Heye next to Elsie Copper and her brother, who belong to the Saanich near Victoria in southwestern Canada , 1938. Heye worked with the collector Charles F. Newcombe , who drew numerous works from the northwest.

George Gustav Heye ( 1874 - January 20, 1957 ) was a collector of artifacts from American Indians . His collection became the core of the National Museum of the American Indian .

Life

George Gustav Heye was born to Carl Friederich Gustav Heye and Marie Antoinette Lawrence from Hudson ; his father was a German immigrant who had made a fortune in the oil industry. George studied at what was then Columbia College in New York, now Columbia University , and graduated as an electrical engineer in 1896. From 1901 to 1909 he worked in investment banking .

In 1897 he came into contact with indigenous culture as a collector for the first time when he bought a Navajo deer skin shirt. Until 1903 he acquired further unique pieces, in order to acquire from then on on a large scale. In 1915 he worked with Frederick W. Hodge and George H. Pepper at Nacoochee Mound in White County in the state of Georgia. Her work was funded by the Heye Foundation and the Bureau of American Ethnology and was considered one of the best-documented excavations of its time. In 1918 the excavators published their report under the title The Nacoochee Mound In Georgia .

Heye amassed one of the largest private collections of indigenous art. At first he collected the objects in his apartment on Madison Avenue in New York , but he soon had to rent space. From 1908 he referred to his collection with the designation "The Heye Museum", and he soon loaned individual objects to the later University of Pennsylvania Museum of Archeology and Anthropology in Philadelphia . In 1916 he bought JE Standley's collection of Alaskan artifacts from the Ye Olde Curiosity Shop in Seattle .

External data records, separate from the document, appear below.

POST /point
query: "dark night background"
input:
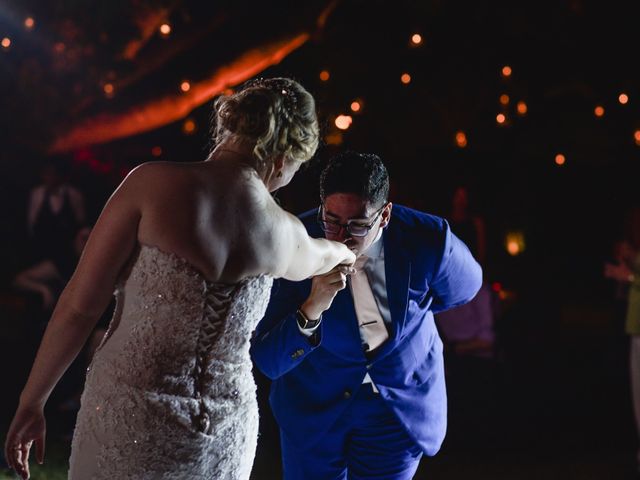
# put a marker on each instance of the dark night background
(555, 403)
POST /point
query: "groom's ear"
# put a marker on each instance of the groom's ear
(386, 215)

The Heye collection has now been relocated to the Heye Foundation's Museum of the American Indian at 155th Street and Broadway; the museum opened in 1922 after six years. Heye himself was its first director until 1956. It soon contained more than a million objects, some of which he bought at European auctions. From 1919 he brought out the journal Indian Notes and Monographs . In 1994 the Smithsonian Institution took over the house and opened the Heye Center of the National Museum of the American Indian in the former Alexander Hamilton US Custom House on Manhattan .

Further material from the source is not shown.